If necessity is the mother of invention, then, in an increasingly technology-reliant world, nothing stands to prove the real value of new health IT like a crisis such as the COVID-19 pandemic.
To wit, in a recent column, Steve Bennett, director of SAS' global government practice and the former director of the National Biosurveillance Integration Center within the Department of Homeland Security, lays out four ways government can use AI to help combat the spread of the coronavirus and other potential diseases.
First, it can help with prediction. COVID-19 is just one of numerous diseases that can spread from animals to humans, Bennett notes. Indeed, the CDC estimates that three out of four new diseases in humans come from animals, and now “researchers are turning to AI to help predict hotspots where new diseases could emerge. The technology can integrate data about known viruses, animal populations, human demographics and cultural/social practices around the world to predict outbreaks. Government and public-health officials can use this data to be proactive and take steps to prevent these kinds of outbreaks -- or at minimum, do a better job preparing for them.”
Next, there’s detection. “When previously unknown viruses make the jump to humans,” Bennett explains, “time becomes a precious resource.” With AI, authorities can examine “near-real-time emergency medical services and ambulance data, using (machine learning) to look for anomalies in the medical notes as patients (are) admitted to hospitals.” And they can do it much faster than ever before.
Third, there’s the critical response.
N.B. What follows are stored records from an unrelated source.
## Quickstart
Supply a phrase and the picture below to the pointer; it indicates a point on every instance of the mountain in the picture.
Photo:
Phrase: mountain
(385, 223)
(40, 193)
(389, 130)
Along with predicting disease spread, AI “can improve the application of current treatment and accelerate the time it takes to develop new treatments. . . . For example, data from chest X-rays of coronavirus patients can serve as input for AI models so physicians can make faster diagnoses. Regarding new treatments, creating vaccines for newly discovered viruses is a difficult and time-consuming process that is laden with trial and error.”
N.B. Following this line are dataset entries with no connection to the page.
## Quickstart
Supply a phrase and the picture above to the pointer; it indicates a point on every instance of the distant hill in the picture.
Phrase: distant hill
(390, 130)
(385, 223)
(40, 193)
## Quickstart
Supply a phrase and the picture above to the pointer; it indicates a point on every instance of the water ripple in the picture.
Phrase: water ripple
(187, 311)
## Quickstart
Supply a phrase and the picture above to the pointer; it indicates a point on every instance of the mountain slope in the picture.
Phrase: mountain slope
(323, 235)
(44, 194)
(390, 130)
Finally, there’s the recovery effort.
Says Bennett, “(o)nce an outbreak is contained or has ended, governments and global health organizations must make decisions about how to prevent or limit outbreaks in the future. . . .AI permits policy-makers and health leaders to conduct a host of ‘what if’ analyses that will enable them to make data-driven decisions that have an increased likelihood of being effective.”
The bottom line, according to Bennett, is that AI’s capacity for poring through large amounts of data in search of insights “can lead to deeper knowledge about diseases and enable U.S. health and government officials to make better decisions throughout the entire evolution of an outbreak.”
At times like the present, that capacity could prove invaluable.